Steelers great Jerome Bettis enters Hall of Fame
Both Jerome Bettis and Tim Brown will be inducted by their brothers, while Ron Wolf’s son will introduce the front-office legend.
Junior Seau’s legacy lives on in the Pro Football Hall of Fame. Watch it on KARE 11.
Relax. After five years of waiting (and more than a little campaigning), there’s a bust waiting for The Bus, who will have plenty of company when the Class of 2015 officially joins football’s most exclusive fraternity tonight (7, ESPN). “Marshawn Lynch would have to be the guy that you look at and (say) like, ‘Woah!’ Because he refuses to let one person tackle him and that was my philosophy: Somebody’s going to pay….” He wanted nothing more than to make you all proud, and I hope you know that without you he wouldn’t have been the man, the player or the father he was, and for that, I also thank you.
The humbled men in gold jackets entering football immortality were unmistakable.
The night is always special and was captured by Wolf when he opened the speeches by saying, “As my friend (country singer) Kenny Chesney so happily sings, ‘This is our moment, this is our time”.
Brown played in 255 games over 17 seasons with the Los Angeles/Oakland Raiders and Tampa Bay Buccaneers, ending his career in 2004.
Dick Vermeil was head coach of the Chiefs for five seasons near the end of Shield’s career. Wolf, who spent 23 years working for the Raiders, called owner Al Davis a “remarkable teacher” who gave him a chance to grow from a scout scouring for prospects into one of the most respected team builders of his generation.
“He admitted to me that he didn’t want them to draft me”, Shields said. Some say the fact all of his touchdowns came in the AFL, which was considered a lesser league at the time – and by many football writers today – is a major factor.
“I walked into the league a 22-year-old man with a 16-year-old inside of me screaming for help, and I would not ask for it. I would not ask for that help”.
Jerome Bettis fan Marty Higbee, of Cincinnati, wears a foam Bus as he waits for the induction into the Pro Football Hall of Fame of Pittsburgh Steelers running back Jerome Bettis at Tom Benson Hall of Fame Stadium, Saturday, August 8, 2015, in Canton, Ohio.

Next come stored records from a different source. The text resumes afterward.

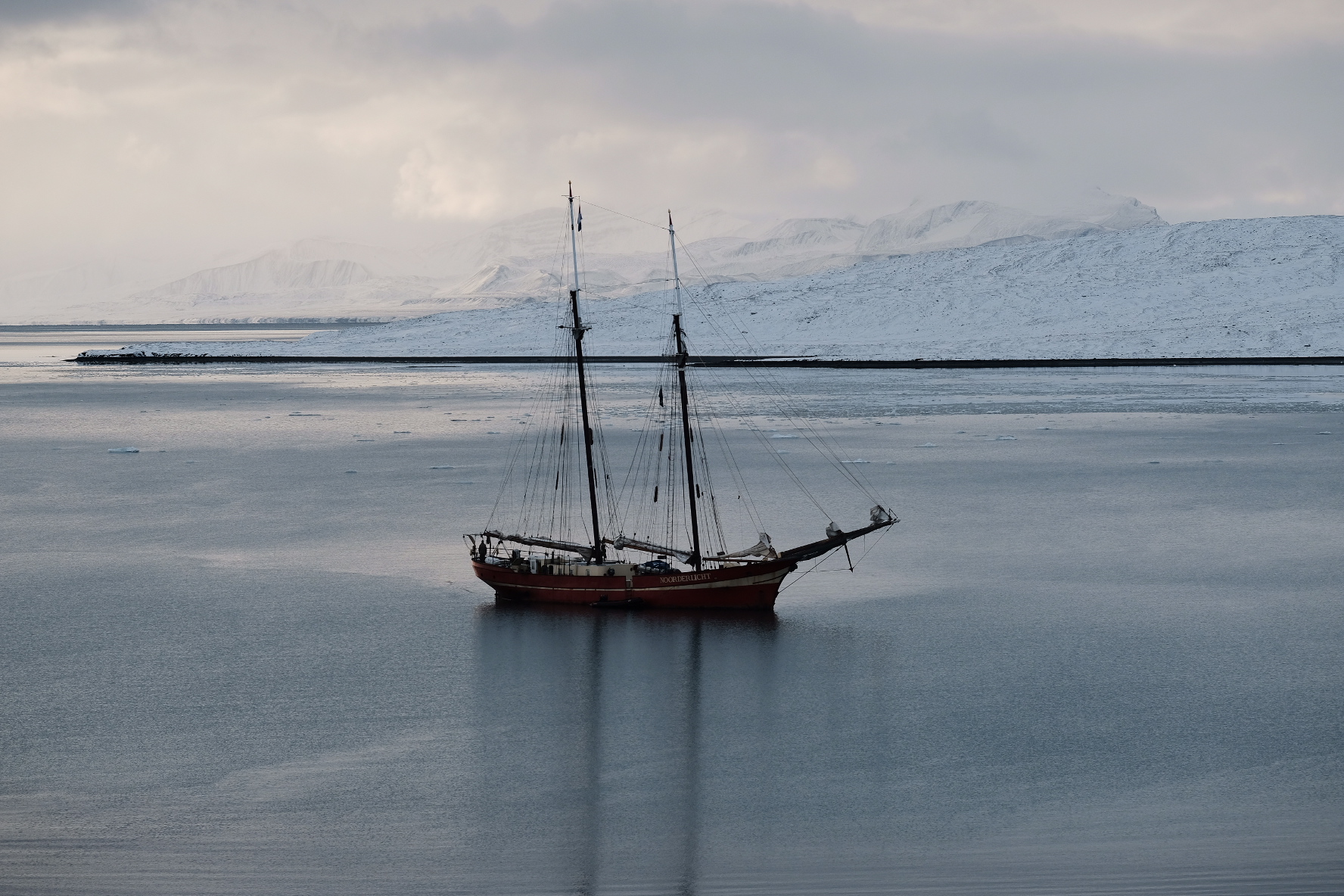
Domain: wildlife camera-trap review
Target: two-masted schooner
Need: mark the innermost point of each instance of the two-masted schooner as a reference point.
(543, 563)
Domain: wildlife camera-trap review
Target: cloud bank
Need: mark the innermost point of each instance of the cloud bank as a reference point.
(209, 131)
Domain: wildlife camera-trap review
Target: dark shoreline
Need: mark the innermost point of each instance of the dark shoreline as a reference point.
(720, 360)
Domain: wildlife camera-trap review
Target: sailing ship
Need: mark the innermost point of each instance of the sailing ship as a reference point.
(543, 563)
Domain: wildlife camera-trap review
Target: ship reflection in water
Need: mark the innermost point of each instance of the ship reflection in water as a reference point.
(672, 752)
(596, 722)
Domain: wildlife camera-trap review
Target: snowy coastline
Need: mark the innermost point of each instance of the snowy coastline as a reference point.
(1254, 288)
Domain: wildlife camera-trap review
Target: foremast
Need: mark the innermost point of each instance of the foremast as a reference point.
(687, 433)
(578, 329)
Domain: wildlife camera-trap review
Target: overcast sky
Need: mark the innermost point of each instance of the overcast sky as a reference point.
(207, 128)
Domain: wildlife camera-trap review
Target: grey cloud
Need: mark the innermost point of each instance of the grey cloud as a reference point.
(249, 123)
(1011, 110)
(20, 12)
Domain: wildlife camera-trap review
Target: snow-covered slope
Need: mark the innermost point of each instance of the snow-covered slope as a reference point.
(1271, 286)
(523, 258)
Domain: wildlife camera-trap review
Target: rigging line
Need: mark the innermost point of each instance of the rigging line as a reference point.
(820, 561)
(639, 282)
(621, 214)
(817, 440)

It set the stage for Bettis, a beloved figure known as much for his quick feet and easy smile as the massive thighs and lowered shoulders that churned out 13,662 yards. He is now sixth.
Shields was drafted by the Kansas City Chiefs in 1993, which was the same year he started his “Will to Succeed” Foundation. He never missed a game, and the only game he didn’t start was the first one of his rookie season in 1993. Not only was he on the field but he excelled, being named to the Pro Bowl 12-straight seasons.
For Shields, the origin of understanding what his platform as an athlete could do for those in his community went back to high school, where he remembered a speech given by former NFL player Hollywood Henderson to his team. The 12-time Pro Bowler’s induction, however, proved bittersweet, coming more than three years after he took his own life.
Shields played all 224 games of his 14-season career with the Kansas City Chiefs. Like Shields, he was selected to play in 12 Pro Bowls, and totaled 56.5 sacks. He would add just one more in 1996, a season in which he would only play in five games. “That’s why, at this point in my career, I don’t know a lot of guys names that I went against, because I took that out of my game”. He was named NFL Executive of the Year six times by The Sporting News.
Shields had two big supporters in the evaluation process: general manager Carl Peterson and vice-president of player personnel Lynn Stiles.
All-purpose stats like those normally make someone a shoo-in for the Hall of Fame, but Canton has eluded Cappelletti every time.